On July 11, 2021, the largest anti-communist demonstrations in decades ignited and spread like wildfire throughout the country.
Díaz-Canel condemned the protesters as “mercenaries” and deployed an armed response to bring the dissenters to heel.
Police and soldiers rushed to stem the tide of a new revolution. They made efforts to identify organizers and group leaders, who were swiftly arrested and continue to this day to face trial, torture, and lengthy prison sentences.
Yet just seven days after Cuba’s armed forces struggled to douse the flames of rebellion, Cmdr. Agustín Peña Pórrez, 58, died on July 17, 2021. Then five other military officers of high rank followed less than 10 days later.
Two generals even died on the same day: Reserve Brig. Gen. Manuel Eduardo Lastres Pacheco and Brig. Gen. Armando Choy Rodríguez, both on July 26, 2021.
Of the initial six, all were reportedly cremated immediately after their demise with no autopsy or discussion of funeral arrangements. The Cuban government also withheld any details regarding their causes of death.
This was repeated a couple months later when two more communist military generals died on the same day, Sept. 30.
The regime declined to explain or provide further details to the public.
When taken as a whole, since the July 11, 2021, protests, four officers died in August 2021, six in September, two in October, and one in December. The greatest number of military officer deaths—16—occurred within 60 days of the historic July 2021 demonstrations.
“I think criticism of the regime response to the July 11 protests may have triggered an internal purge,” Gutiérrez-Boronat said.
This year, another four Cuban generals died, including one military general per month in February, March, June, and July.

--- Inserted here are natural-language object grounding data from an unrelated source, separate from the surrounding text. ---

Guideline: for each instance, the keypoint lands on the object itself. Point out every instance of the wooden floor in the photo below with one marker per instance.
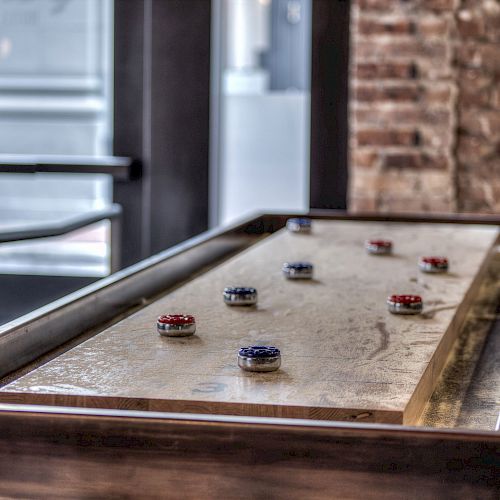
(343, 355)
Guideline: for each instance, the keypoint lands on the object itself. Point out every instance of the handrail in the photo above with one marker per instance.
(58, 228)
(120, 167)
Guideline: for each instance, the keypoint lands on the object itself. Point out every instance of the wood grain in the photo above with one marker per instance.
(344, 356)
(80, 456)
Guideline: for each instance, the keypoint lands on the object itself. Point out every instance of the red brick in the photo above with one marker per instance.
(416, 160)
(485, 123)
(400, 26)
(479, 55)
(375, 137)
(433, 26)
(437, 94)
(369, 71)
(396, 93)
(376, 4)
(383, 50)
(470, 24)
(473, 150)
(364, 159)
(407, 115)
(439, 5)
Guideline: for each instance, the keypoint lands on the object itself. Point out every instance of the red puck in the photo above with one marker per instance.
(176, 319)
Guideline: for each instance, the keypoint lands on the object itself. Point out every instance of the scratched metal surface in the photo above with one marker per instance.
(344, 356)
(467, 394)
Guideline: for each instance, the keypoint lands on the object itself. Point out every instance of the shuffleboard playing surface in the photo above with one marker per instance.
(344, 356)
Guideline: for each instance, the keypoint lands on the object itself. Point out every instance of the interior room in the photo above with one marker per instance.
(249, 249)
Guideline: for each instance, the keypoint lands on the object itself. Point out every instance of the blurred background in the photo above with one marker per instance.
(128, 127)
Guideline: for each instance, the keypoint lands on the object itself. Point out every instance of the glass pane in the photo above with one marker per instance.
(263, 57)
(55, 98)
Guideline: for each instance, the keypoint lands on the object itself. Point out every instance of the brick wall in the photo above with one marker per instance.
(425, 105)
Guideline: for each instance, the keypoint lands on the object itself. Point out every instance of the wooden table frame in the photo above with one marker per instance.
(67, 452)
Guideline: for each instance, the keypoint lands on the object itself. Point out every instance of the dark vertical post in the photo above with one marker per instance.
(329, 104)
(180, 97)
(128, 119)
(162, 95)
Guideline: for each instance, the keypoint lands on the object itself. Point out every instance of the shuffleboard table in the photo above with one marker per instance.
(92, 371)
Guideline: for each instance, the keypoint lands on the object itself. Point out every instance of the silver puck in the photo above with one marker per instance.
(259, 358)
(176, 325)
(298, 270)
(433, 264)
(405, 304)
(240, 296)
(378, 247)
(299, 225)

Though when it came to the death of López-Calleja, the communist leadership core broke its silence.
“A revolutionary has left us, a man who served the Homeland and the Revolution in all its trenches,” Díaz-Canel posted on his Twitter account.
Some experts attribute the sudden departure of Cuba’s old guard to the devastating effects COVID-19 has had on the country.
To date, more than 1 million cases of the disease have been reported in the small island nation, along with 8,529 deaths, according to World Health Organization data.